Freedom of Information responses from 85 councils show that 707 surveyors were employed in December 2010, but this had fallen to 513 by December 2020. One council went from 10 surveyors to just two.
If the figure is replicated across the country, it would mean councils have lost in the region of 1,400 surveyors across the decade.
It comes as the country faces a major building safety crisis, with many buildings believed to have been incorrectly signed off as safe by inspectors.
John Hoban, the former surveyor for the Royal Borough of Kensington and Chelsea (RBKC), who signed off Grenfell Tower, cited the pressure created by a staff reduction from 12 to five at the council when grilled about errors at the inquiry into the fire last year.
The research carried out by Inside Housing shows that dozens of other authorities have also cut staffing levels in their building control departments, with some going even further than RBKC.
Trafford Council in the North West, for example, started the decade with 10 building control surveyors and by 2020 it had only two. Bexley Council in south-east London went from 11.6 full-time equivalent staff to 3.8. And Sunderland Council dropped from 11 to five.
Thirty-three of the local authorities to respond (38% of the total) have cut their teams by more than a third.
A handful of organisations (four in our survey) have closed their services completely – either moving into a shared arrangement with another council or outsourcing the work to a private provider.
The reductions follow a central government requirement from 2010 to make building control services ‘cost neutral’, alongside the freedom to set their own fees locally.
This was supposed to give councils the ability to create a self-funding service by setting fees that were competitive with private sector organisations, which can also be used by builders to sign off projects.
Geoff Wilkinson, managing director of Wilkinson Construction Consultants, said the fall may have been exacerbated as a result of retirements.
“It was obvious a few years ago that there was an age time bomb approaching, because when you looked at the number of surveyors over 50, you could see a large number were due to retire around now and recruitment had not been coming in to replace those people,” he said.
Lorna Stimpson, chief executive of the Local Authority Building Control (LABC), a representative group for local authority inspectors, says: “Has austerity touched local authority building control? I think austerity has touched all local authority services and that’s a bigger political issue.
“It is definitely something we are aware of at LABC, which is why we started over four years ago looking at performance standards and education. We are also recruiting people into public service building control and trying to keep them there – that has been an absolute priority for us.”
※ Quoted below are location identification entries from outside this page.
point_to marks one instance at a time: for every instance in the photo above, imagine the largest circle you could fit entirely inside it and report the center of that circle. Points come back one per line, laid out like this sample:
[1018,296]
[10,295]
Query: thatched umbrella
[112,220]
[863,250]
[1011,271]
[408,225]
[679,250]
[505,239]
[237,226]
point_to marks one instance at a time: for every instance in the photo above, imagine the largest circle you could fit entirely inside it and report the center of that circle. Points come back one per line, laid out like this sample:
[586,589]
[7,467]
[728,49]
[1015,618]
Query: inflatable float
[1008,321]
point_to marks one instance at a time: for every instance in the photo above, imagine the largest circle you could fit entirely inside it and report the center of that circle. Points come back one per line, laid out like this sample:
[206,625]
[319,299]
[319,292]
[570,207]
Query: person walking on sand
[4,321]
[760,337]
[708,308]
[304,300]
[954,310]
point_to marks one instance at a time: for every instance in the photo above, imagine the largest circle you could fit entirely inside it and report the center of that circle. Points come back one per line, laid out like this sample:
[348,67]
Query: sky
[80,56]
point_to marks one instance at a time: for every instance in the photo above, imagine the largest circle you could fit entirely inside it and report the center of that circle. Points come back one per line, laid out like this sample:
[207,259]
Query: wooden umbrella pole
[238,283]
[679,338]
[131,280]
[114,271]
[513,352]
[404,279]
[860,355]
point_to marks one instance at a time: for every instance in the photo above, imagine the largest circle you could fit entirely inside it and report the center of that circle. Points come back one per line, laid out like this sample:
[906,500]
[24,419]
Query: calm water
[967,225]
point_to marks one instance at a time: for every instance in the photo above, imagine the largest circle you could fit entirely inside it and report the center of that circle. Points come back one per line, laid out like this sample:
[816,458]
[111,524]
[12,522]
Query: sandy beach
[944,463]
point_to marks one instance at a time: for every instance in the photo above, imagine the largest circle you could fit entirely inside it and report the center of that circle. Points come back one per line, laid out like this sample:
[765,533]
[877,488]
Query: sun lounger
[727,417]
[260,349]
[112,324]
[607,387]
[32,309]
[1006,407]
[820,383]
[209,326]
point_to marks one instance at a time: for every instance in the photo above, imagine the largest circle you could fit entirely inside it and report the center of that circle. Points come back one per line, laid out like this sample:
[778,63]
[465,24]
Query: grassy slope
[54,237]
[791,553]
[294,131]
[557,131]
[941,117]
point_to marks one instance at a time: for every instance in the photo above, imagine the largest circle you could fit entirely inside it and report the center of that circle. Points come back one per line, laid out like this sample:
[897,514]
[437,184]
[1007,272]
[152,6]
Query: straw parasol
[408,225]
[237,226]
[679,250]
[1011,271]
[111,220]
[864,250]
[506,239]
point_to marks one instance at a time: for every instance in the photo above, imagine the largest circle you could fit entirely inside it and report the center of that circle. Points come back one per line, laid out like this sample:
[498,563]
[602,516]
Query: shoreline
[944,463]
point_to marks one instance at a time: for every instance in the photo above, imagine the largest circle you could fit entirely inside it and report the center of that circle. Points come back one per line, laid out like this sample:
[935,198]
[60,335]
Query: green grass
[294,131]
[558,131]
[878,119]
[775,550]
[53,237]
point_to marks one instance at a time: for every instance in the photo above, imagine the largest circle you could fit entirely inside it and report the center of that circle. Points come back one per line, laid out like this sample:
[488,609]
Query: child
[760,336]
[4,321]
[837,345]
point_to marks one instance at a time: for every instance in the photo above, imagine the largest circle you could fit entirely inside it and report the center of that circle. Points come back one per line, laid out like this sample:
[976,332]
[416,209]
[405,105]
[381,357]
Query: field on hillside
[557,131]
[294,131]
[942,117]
A spokesperson for Trafford Council said that the number of surveyors it employed had dropped “because of natural retirements” and “significant competition” from the private sector for staff. However, it added that it is “committed to developing a stronger in-house team” and that it plans to recruit more staff.
A spokesperson for Sunderland Council said that its reductions “reflected reviews and the remodelling of the council’s infrastructure, planning and transportation sections”.